Wednesday, December 21, 2005

Flash Burnout

Forbes.com writes that the Flash market is heating up and some companies are getting burned out of the market. First to go is Renesas Technology, which "announced earlier this month that it intends to stop development of new NAND products, effectively signaling that its days of competing in this hot, $11 billion market segment are over."

Jim Handy at Semico Research said, "The NAND market has claimed its first victim.

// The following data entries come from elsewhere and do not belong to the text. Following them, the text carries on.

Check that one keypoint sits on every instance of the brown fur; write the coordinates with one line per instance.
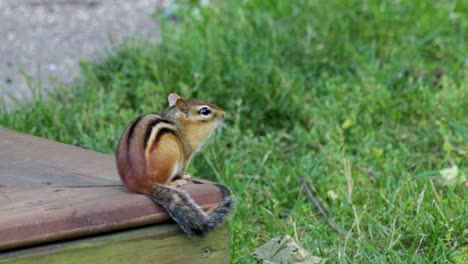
(154, 149)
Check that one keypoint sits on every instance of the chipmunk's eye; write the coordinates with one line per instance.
(204, 111)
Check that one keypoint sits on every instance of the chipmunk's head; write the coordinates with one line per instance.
(197, 118)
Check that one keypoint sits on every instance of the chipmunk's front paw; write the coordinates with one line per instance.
(186, 176)
(178, 183)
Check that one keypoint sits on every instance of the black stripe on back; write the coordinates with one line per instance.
(129, 137)
(161, 132)
(150, 126)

The only way to compete in the NAND market is to put the pedal to the metal."

The NAND flash market has taken off the past few years, first due "to the wide-scale adoption of digital cameras, and now due to portable music players, especially some Apple Computer iPod models."

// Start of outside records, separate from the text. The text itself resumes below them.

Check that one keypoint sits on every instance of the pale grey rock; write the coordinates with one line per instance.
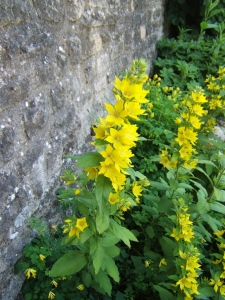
(58, 59)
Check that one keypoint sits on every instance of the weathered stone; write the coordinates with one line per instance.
(51, 11)
(74, 50)
(75, 9)
(58, 59)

The drive for lower prices, higher capacities and growing supply to meet rising consumer demand for Flash-enabled consumer electronics will only serve to make market conditions tougher. Joseph Unsworth at Gartner said, "NAND flash is very cut-throat and ultracompetitive, and I think it will become more commoditized than DRAM. Renesas is not suited to compete in a commodity memory business."

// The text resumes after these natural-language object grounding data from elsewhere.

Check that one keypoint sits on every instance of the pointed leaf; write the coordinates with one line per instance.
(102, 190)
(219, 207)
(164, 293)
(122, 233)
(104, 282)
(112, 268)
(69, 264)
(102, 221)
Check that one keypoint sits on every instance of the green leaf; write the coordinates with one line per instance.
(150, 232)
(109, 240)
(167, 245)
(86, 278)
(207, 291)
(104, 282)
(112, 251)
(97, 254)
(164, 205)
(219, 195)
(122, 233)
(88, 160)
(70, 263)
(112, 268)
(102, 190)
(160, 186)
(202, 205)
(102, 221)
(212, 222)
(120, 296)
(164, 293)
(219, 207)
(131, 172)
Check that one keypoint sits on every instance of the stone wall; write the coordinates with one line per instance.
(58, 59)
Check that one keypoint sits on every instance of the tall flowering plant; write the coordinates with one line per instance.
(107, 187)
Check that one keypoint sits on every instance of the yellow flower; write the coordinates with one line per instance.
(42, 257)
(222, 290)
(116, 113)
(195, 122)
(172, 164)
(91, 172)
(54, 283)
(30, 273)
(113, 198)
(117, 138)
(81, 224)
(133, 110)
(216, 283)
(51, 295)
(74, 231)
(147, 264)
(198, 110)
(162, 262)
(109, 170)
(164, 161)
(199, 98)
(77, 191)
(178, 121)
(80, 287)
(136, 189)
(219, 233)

Semico's Handy thought overcapacity might hit the NAND market "as early as the second half of 2006, with manufacturers losing money in 2007." He also predicted "another round of losses occurring only two years after that."

Gartner's Unsworth predicted that "NAND revenue will increase at a declining rate through the end of the decade, with the 70% and 53% growth rates of 2004 and 2005, respectively, giving way to 37% growth in 2006, and a compound annual growth rate of 17% spanning 2004 to 2010."

The article cites Gartner figures that finds last year "the average price of a 512-MB flash chip was $6.84. This year the price dropped to under $3, next year it's seen falling to $1.50. By 2010, it's anticipated the chip will cost 18 cents." I'm not sure if this is a typo and whether it should be 512 Mb for megabits, which equals 64 MB or megabytes.

Unsworth anticipated the "NAND market losing steam in 2007 due to "massive supply" and the "maturation of several new [factories], which will overwhelm healthy demand." He added, "No one knows what new applications will come from this technology," hnoting that "knowing ahead of time or gauging the success of Apple's NAND-based iPods wasn't possible."